Built for the very tight end
At 20 KB the control most compressors expose — a generic quality slider — stops being a useful input. The constraint is.
Hits 20 KB, not “close to” 20 KB
State the cap; the algorithm binary-searches the quality scale, converging in roughly seven re-encodes. If quality 1 still doesn’t fit, it downscales pixel dimensions and tries again. You never bounce off the ceiling. 20 KB out, every time.
Dimensions held until they can’t be
Sukat drops quality first and only downscales dimensions when quality alone can’t reach 20 KB. A 1000-pixel face that fits at 20 KB stays 1000 pixels; a high-detail 4000-pixel landscape gets downscaled because there’s no other way. The live preview shows you the actual output dimensions before you click download.

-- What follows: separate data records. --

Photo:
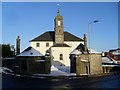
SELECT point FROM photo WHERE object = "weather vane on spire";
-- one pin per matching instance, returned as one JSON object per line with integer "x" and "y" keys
{"x": 58, "y": 8}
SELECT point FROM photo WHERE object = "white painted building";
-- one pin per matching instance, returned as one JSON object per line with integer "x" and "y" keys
{"x": 58, "y": 43}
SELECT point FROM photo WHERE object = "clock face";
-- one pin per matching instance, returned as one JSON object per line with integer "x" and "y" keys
{"x": 58, "y": 23}
{"x": 59, "y": 39}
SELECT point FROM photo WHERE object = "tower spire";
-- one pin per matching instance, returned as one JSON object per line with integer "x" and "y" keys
{"x": 58, "y": 8}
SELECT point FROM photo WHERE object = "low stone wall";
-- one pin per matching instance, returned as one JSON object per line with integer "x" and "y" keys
{"x": 88, "y": 64}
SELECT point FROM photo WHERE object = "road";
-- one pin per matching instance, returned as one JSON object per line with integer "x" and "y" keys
{"x": 63, "y": 83}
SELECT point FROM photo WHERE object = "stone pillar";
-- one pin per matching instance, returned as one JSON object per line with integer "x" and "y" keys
{"x": 18, "y": 45}
{"x": 85, "y": 43}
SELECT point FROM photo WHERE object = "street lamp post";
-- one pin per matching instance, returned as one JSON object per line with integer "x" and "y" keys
{"x": 89, "y": 32}
{"x": 89, "y": 43}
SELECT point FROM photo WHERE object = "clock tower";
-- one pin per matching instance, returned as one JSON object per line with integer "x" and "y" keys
{"x": 59, "y": 32}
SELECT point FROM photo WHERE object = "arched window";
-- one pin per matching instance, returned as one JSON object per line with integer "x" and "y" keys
{"x": 61, "y": 56}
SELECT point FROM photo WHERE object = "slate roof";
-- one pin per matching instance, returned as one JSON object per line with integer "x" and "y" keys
{"x": 50, "y": 36}
{"x": 30, "y": 52}
{"x": 60, "y": 45}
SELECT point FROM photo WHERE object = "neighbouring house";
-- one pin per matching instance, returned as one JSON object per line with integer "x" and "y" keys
{"x": 84, "y": 63}
{"x": 111, "y": 61}
{"x": 30, "y": 61}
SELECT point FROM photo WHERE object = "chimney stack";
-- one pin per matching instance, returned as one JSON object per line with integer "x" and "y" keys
{"x": 85, "y": 43}
{"x": 18, "y": 45}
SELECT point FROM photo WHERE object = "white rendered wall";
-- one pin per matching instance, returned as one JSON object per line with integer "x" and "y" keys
{"x": 56, "y": 51}
{"x": 73, "y": 44}
{"x": 42, "y": 49}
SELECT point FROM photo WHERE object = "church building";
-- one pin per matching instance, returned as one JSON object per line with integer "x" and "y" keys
{"x": 58, "y": 43}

WebP support, not just JPEG
Below 50 KB the format gap widens fast. A 20 KB WebP carries roughly 40–50% more detail than a 20 KB JPEG of the same image. Sukat defaults to WebP. Pick JPEG only when the destination explicitly requires it.
HEIC-aware
iPhone HEIC photos decode directly — no separate convert-to-JPG step. Most online compressors silently fail on HEIC input.
Privacy by default
Compression runs entirely in your browser via the Canvas API. Your images never reach a server. Verify by switching to airplane mode after the page loads.